The US CDC reports that, as of 2015, there are 3 million US citizens (or 1.3 per cent of the adult population) with IBD. This is a significant increase from 1999’s 0.9 per cent, or 2 million.
Features of IBD make it, at first glance, unresponsive to global health access strategies. There is no cure. It is difficult to diagnose, treatment is of limited value, and even the latest range of biologics (which offer some greater hope) are expensive to make, not easy to take, and come with serious side effects.. TNF inhibitors, as they are called, essentially switch off a particular class of aggravated white blood T-cells. They provide remission of disease, and their length of their effect varies. TNF inhibitors are delivered mostly by self- injection (although oral medicines are beginning to appear). These biologics are extremely sensitive to changes in temperature and are not easily stored.
Yet, many would see striking similarities with AIDS response of the mid to late 1990s. The key, now – as then, is to dedicate long-term substantial resources:
- firstly, to the research and development of easy-to-use, highly-effective medicines and diagnostics; and
- secondly, to gear up the public health community to be prepared to implement biomedical innovations rapidly, once they emerge.
Meanwhile, IBD comes with its own peculiarly cruel stigma and discrimination. In the 21st century, we may talk about sex, but we do not talk about defecation (well, apart from my mother, who has a habit of enquiring at the dining table about the health of everyone’s bowels). There are patient and advocacy groups, although nothing like those in HIV or breast cancer. As with HIV then, IBD care now is about creating supportive environments for people to manage their symptoms. This is critical, as industrialization does not only mean the emergence of a middle class with a greater ability to pay.

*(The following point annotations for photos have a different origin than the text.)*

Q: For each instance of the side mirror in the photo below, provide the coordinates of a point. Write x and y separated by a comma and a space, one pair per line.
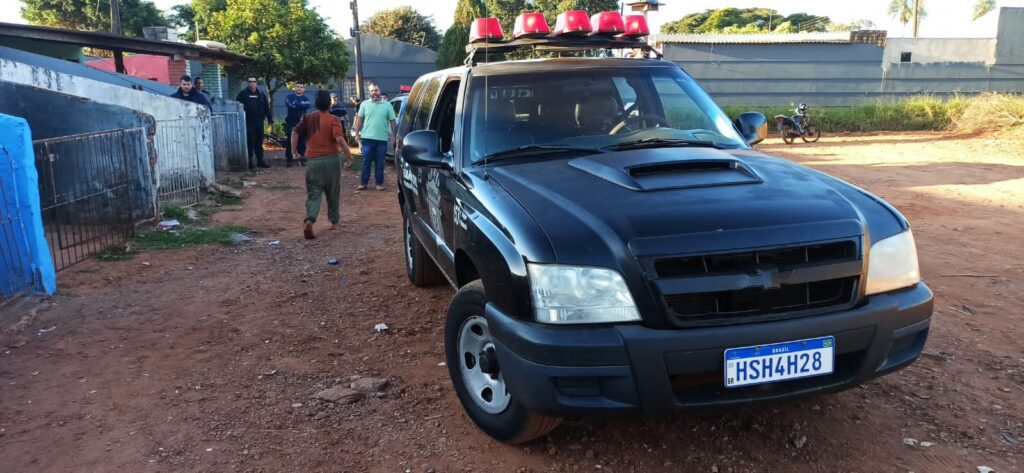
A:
423, 148
753, 126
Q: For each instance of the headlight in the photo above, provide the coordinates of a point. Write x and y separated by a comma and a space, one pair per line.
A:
893, 264
580, 295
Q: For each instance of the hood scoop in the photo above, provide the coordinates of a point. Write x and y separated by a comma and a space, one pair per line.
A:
668, 169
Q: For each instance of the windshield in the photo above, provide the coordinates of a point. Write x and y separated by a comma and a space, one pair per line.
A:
593, 109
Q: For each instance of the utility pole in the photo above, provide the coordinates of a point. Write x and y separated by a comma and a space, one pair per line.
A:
916, 16
358, 49
119, 56
115, 17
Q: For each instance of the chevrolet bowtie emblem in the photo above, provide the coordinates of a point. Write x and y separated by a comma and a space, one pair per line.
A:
767, 278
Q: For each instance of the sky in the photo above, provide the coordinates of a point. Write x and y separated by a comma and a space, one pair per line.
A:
946, 18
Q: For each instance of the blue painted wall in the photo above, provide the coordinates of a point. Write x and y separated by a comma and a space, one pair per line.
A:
25, 258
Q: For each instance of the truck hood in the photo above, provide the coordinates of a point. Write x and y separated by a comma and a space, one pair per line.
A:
679, 200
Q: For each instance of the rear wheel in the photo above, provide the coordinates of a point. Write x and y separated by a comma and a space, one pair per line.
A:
422, 270
811, 134
787, 134
469, 350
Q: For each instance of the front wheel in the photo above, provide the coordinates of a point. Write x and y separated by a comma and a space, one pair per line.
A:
476, 375
788, 136
811, 134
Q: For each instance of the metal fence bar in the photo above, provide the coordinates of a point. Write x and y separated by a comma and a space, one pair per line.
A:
86, 191
229, 141
178, 169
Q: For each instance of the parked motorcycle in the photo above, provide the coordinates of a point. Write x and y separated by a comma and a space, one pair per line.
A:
798, 125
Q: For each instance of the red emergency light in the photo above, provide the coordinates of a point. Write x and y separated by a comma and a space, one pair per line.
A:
530, 26
636, 26
485, 31
572, 23
607, 23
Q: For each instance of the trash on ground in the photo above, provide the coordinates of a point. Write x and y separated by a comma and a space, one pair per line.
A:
168, 225
239, 239
222, 189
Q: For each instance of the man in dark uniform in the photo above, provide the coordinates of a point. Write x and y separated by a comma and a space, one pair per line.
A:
186, 92
297, 105
257, 110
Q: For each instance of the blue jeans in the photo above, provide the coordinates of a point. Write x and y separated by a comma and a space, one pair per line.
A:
373, 153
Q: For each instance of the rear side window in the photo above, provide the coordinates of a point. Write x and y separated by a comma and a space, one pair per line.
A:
420, 117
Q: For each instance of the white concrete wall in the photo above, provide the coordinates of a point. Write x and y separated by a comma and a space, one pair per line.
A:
159, 106
932, 50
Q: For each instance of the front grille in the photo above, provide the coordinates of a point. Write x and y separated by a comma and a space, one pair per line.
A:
758, 301
781, 258
755, 285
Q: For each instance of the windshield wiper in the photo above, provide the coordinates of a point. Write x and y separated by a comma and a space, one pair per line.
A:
663, 142
534, 149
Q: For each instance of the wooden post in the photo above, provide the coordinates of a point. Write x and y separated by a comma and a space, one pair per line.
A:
916, 16
119, 61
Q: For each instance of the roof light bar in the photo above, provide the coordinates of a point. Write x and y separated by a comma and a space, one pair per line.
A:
530, 26
636, 26
572, 23
485, 31
607, 23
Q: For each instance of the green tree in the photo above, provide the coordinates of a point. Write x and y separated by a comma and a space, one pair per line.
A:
745, 20
902, 11
183, 16
93, 14
453, 49
403, 24
982, 7
288, 41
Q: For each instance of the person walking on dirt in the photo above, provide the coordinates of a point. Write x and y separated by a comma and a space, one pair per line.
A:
374, 124
257, 110
187, 92
325, 141
340, 112
297, 105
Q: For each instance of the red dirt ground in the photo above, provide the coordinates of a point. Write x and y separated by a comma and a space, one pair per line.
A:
207, 358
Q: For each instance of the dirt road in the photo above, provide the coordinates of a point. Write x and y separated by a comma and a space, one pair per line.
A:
208, 358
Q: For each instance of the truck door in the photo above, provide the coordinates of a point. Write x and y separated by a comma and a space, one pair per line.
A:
414, 178
440, 190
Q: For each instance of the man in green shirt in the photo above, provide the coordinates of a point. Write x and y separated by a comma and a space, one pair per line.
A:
374, 123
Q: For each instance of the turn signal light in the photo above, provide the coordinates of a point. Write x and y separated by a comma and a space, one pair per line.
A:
530, 26
607, 23
572, 23
636, 26
485, 31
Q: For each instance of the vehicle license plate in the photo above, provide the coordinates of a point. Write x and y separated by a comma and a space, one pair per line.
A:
779, 361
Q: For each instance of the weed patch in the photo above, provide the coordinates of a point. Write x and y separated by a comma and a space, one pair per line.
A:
923, 113
228, 201
159, 240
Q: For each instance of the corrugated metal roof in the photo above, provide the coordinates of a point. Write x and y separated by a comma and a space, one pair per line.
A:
768, 38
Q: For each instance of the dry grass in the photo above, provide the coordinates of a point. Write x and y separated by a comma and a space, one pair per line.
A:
990, 113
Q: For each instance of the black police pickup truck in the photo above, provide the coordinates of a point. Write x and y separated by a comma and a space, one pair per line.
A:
619, 247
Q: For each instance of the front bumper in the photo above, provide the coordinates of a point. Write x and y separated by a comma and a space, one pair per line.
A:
565, 371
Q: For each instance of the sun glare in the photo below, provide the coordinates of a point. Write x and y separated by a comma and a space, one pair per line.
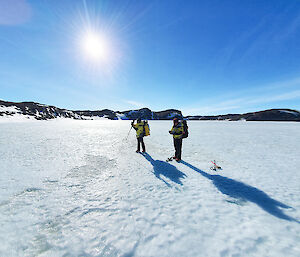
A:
95, 46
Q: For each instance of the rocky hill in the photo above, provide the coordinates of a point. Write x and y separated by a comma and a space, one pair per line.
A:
267, 115
32, 110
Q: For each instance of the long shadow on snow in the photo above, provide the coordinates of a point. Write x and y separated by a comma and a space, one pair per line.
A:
165, 169
244, 192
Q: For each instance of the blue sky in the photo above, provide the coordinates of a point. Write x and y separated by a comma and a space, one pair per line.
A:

It is appalling to imagine how, in the poorer townships still prevalent in Southern Africa, people with IBD cope with frequent, uncontrollable diarrhea. Toilets can be scarce and shared, and individual privacy can be severely compromised.
Improving sanitary conditions – a key promise of post- Apartheid South Africa – has not been delivered and still, rightly an issue of major controversy. It is shocking.
What to do? Last year, I enjoyed an exhibition at the Bill and Melinda Gates Foundation in Seattle, showing new, affordable clean lavatories. The science was fascinating, and it struck me deeply that expanding access to this technology must be a core public health priority for all sorts of reasons.
From here, improved medicines and diagnostics that are easy to distribute and store, could be incorporated into public health services, led by the well-trained, updated and compassionate cadre of nurse-practitioners we have been promising ourselves for years. They could be connected to gastroenterology experts at national centers of excellence (who could wear bow-ties if they really felt the need).
I am not arguing for the creation of a Global Fund Against IBD. Nor a UN Special Envoy. We just have to reallocate our thinking and budgets to spend more on the health of ourselves and our neighbors.
We cannot be overwhelmed by how immense the challenge is. Ultimately, it comes down to this: What is our priority as a species? Do we want our tax dollars to be spent on nuclear submarines or health for all of us? It really is that simple.